Una sera Alice è attirata da un circo fuori mano, un piccolo tendone colorato in periferia. Lo spettacolo è scadente e gli spettatori scarsi, ma è intrigata dall’odore di stalla che permea tutto l’ambiente. I clown le mettono tristezza, ma l’esibizione degli animali, come ubbidiscono e come sono ben addestrati, la affascina. E si stupisce sempre più di quanto riesce ad immedesimarsi con loro. Soprattutto i cavalli. Vorrebbe essere lì, nuda, imbrigliata al loro posto ed esibire davanti a tutti la sua bravura e la sua ubbidienza. L’idea le fa socchiudere gli occhi e stringere le cosce, mentre uno strano e perverso languore si impadronisce di lei, e si scopre sempre più eccitata. Conosce quella sensazione, sa che le da alla testa e non si controlla più, la spaventa ma le piace e non riesce a fare a meno di crogiolarcisi dentro. Persa nei suoi pensieri non si accorge nemmeno che lo spettacolo è già finito e gli spettatori stanno andandosene. Ha le gambe molli, forse ha anche goduto, e si regge a fatica. Fa uno sforzo e si avvia all’uscita. Fuori è buio, è rimasta sola.

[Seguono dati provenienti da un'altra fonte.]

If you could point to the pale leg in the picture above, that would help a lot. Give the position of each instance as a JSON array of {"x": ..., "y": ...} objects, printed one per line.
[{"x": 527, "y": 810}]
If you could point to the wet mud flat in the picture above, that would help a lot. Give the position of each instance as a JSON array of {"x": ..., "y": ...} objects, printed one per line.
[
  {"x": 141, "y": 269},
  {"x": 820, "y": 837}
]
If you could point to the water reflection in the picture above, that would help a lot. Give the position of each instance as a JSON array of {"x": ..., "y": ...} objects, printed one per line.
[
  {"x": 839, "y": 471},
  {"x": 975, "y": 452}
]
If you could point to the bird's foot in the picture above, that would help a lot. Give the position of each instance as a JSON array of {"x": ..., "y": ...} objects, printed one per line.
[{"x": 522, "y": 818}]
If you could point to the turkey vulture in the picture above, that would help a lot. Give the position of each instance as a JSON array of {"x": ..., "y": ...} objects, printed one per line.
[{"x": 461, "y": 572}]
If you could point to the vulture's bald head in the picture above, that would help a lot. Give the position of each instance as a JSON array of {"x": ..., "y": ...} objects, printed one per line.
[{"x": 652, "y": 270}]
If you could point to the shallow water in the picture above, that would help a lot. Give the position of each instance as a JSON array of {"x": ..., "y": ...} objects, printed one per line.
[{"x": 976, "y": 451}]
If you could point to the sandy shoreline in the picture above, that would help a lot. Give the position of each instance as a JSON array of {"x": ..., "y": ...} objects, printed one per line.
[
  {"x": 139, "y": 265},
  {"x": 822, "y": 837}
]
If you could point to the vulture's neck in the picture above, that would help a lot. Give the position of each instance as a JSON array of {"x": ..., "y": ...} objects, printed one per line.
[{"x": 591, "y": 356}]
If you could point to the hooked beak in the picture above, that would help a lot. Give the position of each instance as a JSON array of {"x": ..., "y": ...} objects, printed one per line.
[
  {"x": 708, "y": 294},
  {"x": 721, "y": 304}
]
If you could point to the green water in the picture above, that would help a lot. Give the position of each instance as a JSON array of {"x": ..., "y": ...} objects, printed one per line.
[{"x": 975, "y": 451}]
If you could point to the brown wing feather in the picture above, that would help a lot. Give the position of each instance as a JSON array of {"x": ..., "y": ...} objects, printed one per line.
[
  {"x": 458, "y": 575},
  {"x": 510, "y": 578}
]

Sente voci lontane di gente che si saluta, sportelli che sbattono, auto che partono. Dall’altra parte rumori di gente che lavora, probabilmente i facchini che stanno sistemando le attrezzature servite per lo spettacolo. Poi, sovrastando tutti gli altri suoni, il nitrito di un cavallo. E’ indecisa se avviarsi alla macchina, ma qualcosa di sordido la ferma. Ecco ritornare la solita sensazione che le ottenebra il cervello. Senza rendersene conto si avvia verso quel richiamo animale, animale lei stessa. Aggira il tendone addentrandosi sempre più nel buio e rischiando di inciampare ad ogni passo, prima tra le corde tirate e poi tra gli sterpi e le radici che affiorano nel terreno incolto. Poi si abitua all’oscurità e si districa meglio, a parte la debolezza alle gambe. Mentre procede, l’eccitazione aumenta: sarà il buio, la solitudine, la bravata, ma il respiro le si fa sempre più corto e l’adrenalina è alle stelle. I nitriti sono sempre più vicini e sente lo scalpitare degli zoccoli. I cavalli l’ hanno fiutata e sentono la presenza estranea. Finalmente raggiunge la stalla, parte di un serraglio più vasto. Si affaccia a una finestrella, infila la testa dentro e la zaffata che riceve la fa quasi svenire. L’afrore degli animali accaldati, il puzzo di sterco, la paglia maleodorante, tutto la riporta in un mondo atavico di bestialità e schiavitù, un mondo che le piace e al quale ancora appartiene. Nel movimento delle bestie riesce a distinguere un accoppiamento e alla seppur fioca luce vede uno stallone montare in groppa a una giumenta e affondarle dentro il suo tremendo e mostruoso arnese. Come vorrebbe essere trattata così, come una bestia, senza che nessuno le chieda il permesso, e poi essere abbandonata lì a rotolarsi nella paglia ciancicata dagli zoccoli e intrisa di tutto. Senza rendersene conto si infila una mano sotto la gonna, scosta lo slip e comincia a darsi piacere. Si scopre fradicia e fa appena in tempo a sguazzare le dita nella fica gonfia che l’orgasmo la sorprende e la travolge. Si lascia scivolare a terra e lentamente riprende fiato. Quando riapre gli occhi scorge più in là una gabbia che le sembra vuota. Irresistibilmente ne è attratta, una gabbia tutta per sè.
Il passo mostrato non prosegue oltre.